Not only do the wealthy have a lower propensity to spend marginal dollars, they have a much greater propensity to spend it out of the country. Differences in after-tax income measured in a mere four digits (a few thousand) also have a disproportionate impact on the discretionary income of the middle class — the 95% at minimum — that really fuels a humming economy.
What we are seeing, with the combination of rising unemployment and income inequality, is the inability of the wealthy to do this. They cannot, of themselves, provide enough demand to keep the economy at full employment.
To do so, they would have to spend as much as they earned, mostly on the productive economy, not just on real estate and such, which would just be the churning existing assets. And this production would necessarily involve the massive production of useless, or at least unused, artifacts. That is, this production would largely have to be economic waste. They already do the best they can, with their yachts and mansions, and yes, $200 dinners, but they are already failing, and it is only going to get worse, as income becomes increasingly concentrated and mal-distributed.
I suspect the “model” is broken.
As long as unlimited growth in GDP is the driver of the economy, you are going to have some problem making it happen when it is possible to replace workers with machines, or just lower wage workers here or abroad.

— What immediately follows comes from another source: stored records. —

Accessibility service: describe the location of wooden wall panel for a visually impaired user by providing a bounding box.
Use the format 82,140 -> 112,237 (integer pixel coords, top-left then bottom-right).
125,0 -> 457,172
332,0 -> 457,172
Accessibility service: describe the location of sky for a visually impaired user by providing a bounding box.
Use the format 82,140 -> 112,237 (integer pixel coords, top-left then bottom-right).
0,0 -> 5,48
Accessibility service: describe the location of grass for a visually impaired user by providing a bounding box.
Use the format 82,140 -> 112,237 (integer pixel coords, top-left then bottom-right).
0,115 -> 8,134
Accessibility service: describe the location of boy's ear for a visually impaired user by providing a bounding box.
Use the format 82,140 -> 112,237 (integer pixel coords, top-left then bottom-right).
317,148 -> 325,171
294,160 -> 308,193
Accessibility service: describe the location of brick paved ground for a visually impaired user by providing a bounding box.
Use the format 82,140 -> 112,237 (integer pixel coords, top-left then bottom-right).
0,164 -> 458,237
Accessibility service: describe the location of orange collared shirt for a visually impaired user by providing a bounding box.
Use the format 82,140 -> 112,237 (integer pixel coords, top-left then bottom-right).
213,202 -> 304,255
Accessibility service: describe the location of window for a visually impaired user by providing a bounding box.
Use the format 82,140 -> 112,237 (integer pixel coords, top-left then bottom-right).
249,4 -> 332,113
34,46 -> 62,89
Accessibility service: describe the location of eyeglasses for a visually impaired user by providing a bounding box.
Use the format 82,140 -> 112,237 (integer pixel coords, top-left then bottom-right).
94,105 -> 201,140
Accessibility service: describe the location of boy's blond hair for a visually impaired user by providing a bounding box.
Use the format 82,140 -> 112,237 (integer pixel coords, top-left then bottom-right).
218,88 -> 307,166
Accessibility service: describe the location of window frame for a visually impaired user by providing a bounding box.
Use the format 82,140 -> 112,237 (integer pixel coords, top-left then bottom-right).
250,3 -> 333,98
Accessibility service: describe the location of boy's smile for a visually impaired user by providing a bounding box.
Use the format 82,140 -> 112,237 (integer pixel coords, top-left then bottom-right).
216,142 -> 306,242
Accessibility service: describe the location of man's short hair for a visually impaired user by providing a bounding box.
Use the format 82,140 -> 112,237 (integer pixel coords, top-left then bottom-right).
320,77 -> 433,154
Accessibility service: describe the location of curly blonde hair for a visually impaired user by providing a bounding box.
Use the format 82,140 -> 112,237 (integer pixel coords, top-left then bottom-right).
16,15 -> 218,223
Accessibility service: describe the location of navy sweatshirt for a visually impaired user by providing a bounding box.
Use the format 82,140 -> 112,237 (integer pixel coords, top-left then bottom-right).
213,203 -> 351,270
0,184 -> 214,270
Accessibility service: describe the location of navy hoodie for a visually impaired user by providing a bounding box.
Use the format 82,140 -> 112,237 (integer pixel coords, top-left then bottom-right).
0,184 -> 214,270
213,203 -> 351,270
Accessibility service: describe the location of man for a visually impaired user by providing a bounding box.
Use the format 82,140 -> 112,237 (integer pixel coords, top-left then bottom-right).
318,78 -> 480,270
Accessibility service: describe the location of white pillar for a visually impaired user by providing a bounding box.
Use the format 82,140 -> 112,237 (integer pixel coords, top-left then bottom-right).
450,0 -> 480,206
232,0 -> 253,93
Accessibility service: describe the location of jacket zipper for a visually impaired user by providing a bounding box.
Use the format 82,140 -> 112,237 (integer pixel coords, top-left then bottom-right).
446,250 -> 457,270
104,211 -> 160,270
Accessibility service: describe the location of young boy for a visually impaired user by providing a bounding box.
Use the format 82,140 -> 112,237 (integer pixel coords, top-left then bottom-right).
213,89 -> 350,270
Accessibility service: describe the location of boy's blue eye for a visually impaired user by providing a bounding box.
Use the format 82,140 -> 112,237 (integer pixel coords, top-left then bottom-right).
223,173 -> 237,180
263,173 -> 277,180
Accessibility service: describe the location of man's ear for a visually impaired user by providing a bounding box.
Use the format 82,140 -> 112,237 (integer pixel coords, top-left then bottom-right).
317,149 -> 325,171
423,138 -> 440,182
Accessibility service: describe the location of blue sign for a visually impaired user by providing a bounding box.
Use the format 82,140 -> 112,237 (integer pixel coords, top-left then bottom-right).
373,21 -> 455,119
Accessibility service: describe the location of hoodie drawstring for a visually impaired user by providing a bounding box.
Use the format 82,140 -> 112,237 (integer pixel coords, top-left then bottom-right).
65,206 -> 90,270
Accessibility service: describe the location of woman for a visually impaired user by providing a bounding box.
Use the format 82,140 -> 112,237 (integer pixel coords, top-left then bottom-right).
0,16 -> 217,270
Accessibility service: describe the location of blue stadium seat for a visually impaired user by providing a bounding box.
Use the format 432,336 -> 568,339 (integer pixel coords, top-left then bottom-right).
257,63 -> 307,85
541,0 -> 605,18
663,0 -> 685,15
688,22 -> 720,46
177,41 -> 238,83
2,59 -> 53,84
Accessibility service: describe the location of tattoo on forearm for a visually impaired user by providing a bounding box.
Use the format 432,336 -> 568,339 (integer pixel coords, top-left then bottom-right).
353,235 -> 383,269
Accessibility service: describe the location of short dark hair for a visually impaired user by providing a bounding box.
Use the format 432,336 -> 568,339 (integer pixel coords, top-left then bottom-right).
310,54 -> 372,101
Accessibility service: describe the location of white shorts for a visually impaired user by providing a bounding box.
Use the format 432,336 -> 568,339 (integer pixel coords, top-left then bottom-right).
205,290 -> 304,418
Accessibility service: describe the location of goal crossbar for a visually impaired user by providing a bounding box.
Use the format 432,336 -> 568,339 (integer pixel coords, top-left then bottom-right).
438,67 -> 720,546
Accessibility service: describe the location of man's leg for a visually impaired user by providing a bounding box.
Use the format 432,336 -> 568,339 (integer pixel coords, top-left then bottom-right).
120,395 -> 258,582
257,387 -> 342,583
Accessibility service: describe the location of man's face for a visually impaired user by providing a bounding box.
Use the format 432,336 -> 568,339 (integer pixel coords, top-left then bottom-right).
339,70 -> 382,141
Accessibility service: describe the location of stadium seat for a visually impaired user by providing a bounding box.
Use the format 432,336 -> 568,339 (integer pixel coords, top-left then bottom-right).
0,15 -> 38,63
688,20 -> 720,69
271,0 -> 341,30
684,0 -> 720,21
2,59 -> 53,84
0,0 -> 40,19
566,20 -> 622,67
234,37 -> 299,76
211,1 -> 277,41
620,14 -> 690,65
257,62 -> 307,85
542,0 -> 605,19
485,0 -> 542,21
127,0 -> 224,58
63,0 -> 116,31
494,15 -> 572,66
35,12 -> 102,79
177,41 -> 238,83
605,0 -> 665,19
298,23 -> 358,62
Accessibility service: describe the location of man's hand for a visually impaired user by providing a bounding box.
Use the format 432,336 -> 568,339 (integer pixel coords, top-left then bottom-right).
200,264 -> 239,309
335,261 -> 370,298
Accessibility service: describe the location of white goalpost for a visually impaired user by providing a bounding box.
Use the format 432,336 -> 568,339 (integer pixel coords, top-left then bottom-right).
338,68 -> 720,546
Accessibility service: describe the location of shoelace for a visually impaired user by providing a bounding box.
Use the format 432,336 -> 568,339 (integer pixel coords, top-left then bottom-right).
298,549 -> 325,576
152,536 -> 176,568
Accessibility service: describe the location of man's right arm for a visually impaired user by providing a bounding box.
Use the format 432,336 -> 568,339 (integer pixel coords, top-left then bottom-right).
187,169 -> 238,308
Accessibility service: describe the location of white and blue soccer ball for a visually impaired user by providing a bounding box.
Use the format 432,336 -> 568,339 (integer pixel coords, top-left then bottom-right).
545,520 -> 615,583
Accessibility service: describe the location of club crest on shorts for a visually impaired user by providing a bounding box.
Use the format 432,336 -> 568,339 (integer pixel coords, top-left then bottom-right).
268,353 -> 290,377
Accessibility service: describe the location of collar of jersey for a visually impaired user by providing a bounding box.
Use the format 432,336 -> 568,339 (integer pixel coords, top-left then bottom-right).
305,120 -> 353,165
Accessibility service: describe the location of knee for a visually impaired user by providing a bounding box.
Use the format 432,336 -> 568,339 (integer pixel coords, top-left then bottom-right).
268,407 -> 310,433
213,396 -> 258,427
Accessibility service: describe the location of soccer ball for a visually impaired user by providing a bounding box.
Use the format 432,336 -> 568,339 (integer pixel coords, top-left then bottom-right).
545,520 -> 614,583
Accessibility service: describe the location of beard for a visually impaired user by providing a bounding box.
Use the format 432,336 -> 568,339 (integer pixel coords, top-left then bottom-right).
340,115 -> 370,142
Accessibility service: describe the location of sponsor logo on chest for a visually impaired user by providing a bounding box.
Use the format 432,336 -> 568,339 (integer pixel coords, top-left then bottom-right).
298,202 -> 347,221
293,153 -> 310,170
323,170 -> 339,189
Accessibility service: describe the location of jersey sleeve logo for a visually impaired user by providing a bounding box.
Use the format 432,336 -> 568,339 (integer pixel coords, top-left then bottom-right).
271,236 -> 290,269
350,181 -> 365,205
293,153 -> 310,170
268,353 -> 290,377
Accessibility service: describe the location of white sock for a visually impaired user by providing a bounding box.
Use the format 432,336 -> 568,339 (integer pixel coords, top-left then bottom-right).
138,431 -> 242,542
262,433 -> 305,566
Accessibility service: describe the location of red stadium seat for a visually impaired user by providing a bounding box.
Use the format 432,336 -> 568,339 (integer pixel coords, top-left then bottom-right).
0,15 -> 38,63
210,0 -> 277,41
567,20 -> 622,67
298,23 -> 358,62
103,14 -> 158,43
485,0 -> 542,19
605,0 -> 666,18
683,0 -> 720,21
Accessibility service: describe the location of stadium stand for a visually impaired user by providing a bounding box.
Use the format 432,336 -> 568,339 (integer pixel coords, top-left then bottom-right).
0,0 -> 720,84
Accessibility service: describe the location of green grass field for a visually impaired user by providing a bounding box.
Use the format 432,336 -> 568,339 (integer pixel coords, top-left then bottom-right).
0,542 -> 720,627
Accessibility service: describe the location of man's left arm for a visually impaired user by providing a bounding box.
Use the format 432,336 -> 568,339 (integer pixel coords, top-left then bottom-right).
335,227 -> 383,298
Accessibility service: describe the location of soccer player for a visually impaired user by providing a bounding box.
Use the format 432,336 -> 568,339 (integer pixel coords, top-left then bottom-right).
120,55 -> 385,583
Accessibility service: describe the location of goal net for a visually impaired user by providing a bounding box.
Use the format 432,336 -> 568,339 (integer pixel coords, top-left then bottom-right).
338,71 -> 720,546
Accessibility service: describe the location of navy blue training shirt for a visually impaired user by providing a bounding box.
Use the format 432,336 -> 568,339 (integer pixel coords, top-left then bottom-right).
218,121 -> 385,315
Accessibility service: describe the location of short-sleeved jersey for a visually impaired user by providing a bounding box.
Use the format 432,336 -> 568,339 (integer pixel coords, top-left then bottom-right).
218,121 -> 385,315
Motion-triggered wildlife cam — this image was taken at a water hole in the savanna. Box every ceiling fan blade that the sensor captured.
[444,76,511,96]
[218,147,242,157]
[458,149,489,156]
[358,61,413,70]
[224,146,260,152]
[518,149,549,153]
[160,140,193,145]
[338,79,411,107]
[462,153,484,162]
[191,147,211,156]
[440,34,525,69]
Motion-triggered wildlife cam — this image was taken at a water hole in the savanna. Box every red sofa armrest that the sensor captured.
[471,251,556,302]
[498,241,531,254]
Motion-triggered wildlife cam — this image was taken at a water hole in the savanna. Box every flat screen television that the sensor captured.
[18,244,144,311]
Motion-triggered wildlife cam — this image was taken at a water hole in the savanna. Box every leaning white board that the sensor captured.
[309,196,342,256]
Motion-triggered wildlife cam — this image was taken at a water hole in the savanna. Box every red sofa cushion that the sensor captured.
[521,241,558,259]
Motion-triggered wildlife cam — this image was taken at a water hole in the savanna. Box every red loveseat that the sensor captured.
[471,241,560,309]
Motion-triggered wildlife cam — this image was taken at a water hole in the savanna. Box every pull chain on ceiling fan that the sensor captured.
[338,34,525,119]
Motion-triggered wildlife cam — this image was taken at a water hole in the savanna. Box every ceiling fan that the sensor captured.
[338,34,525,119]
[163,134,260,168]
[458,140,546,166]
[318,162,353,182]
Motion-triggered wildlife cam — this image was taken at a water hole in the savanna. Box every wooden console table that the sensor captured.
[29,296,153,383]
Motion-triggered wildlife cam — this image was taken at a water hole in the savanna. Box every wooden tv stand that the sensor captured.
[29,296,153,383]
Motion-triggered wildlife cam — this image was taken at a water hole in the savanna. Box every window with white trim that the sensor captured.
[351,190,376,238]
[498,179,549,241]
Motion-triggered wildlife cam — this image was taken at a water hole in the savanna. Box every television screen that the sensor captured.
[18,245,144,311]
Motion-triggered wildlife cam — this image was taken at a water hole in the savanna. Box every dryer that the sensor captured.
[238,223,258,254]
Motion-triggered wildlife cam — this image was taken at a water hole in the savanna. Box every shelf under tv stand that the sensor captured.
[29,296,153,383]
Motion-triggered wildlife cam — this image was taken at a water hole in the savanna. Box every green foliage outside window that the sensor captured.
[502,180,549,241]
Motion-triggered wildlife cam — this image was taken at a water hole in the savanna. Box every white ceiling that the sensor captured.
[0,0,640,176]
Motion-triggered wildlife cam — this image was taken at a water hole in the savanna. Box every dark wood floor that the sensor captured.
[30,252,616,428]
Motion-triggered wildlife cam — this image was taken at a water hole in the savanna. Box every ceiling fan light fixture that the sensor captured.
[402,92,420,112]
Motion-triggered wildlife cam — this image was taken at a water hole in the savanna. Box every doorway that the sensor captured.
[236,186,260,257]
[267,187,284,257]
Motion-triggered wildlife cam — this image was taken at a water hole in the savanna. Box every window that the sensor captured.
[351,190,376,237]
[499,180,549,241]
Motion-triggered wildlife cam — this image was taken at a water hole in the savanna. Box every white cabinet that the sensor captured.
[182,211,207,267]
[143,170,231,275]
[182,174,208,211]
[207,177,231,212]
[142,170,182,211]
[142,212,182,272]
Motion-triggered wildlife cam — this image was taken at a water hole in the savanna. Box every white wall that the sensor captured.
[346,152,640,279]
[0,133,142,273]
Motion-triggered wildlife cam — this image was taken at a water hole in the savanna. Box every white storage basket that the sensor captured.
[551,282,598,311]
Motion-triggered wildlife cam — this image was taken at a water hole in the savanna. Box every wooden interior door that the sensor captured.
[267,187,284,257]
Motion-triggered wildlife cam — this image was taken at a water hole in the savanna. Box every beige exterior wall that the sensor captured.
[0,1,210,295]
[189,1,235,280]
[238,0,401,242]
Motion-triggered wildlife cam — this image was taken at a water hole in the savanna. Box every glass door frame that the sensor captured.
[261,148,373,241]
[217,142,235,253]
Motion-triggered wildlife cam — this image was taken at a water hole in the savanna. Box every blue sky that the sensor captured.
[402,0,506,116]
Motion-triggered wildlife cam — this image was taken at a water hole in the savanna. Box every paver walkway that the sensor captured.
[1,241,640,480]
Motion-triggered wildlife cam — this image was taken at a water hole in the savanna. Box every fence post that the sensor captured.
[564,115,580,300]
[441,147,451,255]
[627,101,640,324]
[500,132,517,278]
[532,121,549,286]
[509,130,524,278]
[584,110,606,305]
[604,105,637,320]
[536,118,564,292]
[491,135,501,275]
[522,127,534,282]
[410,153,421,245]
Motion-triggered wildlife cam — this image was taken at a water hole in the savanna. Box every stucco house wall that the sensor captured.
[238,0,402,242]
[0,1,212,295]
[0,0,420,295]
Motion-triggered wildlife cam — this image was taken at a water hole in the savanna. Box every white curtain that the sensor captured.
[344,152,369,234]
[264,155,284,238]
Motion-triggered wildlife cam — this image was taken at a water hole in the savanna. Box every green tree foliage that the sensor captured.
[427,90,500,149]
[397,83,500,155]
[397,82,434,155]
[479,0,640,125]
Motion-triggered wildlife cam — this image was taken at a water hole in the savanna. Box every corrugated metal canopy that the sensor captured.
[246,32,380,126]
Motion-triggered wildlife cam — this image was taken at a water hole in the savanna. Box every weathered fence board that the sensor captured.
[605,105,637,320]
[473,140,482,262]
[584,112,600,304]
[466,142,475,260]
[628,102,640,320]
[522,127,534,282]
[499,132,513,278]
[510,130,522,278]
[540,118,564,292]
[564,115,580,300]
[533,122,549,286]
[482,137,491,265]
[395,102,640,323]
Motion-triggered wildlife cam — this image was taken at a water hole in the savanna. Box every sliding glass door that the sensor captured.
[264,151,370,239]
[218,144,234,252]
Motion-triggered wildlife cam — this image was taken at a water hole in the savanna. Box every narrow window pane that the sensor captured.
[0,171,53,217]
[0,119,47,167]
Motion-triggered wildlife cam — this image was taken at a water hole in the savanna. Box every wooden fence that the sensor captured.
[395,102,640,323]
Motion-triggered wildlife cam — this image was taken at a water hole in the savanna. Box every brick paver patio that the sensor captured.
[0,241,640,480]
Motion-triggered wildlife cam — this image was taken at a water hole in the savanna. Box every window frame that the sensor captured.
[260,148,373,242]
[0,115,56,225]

I think that frankly even the rich can’t think of enough to spend it on… except bribing congressmen. And the poor… up to a point… can’t either. Once they have “reasonable” work, vacation time, health care, retirement security… buying more high end running shoes and stuff to have garage sales with just isn’t that compelling. Of course the poor would like to be rich enough to buy a yacht, but even they can see that that is not going to happen, and if it did, there’d be no room at the yacht basin.
OH, you say, the poor don’t have reasonable work, health care, or retirement security… ? Funny that. Anyone working on that problem?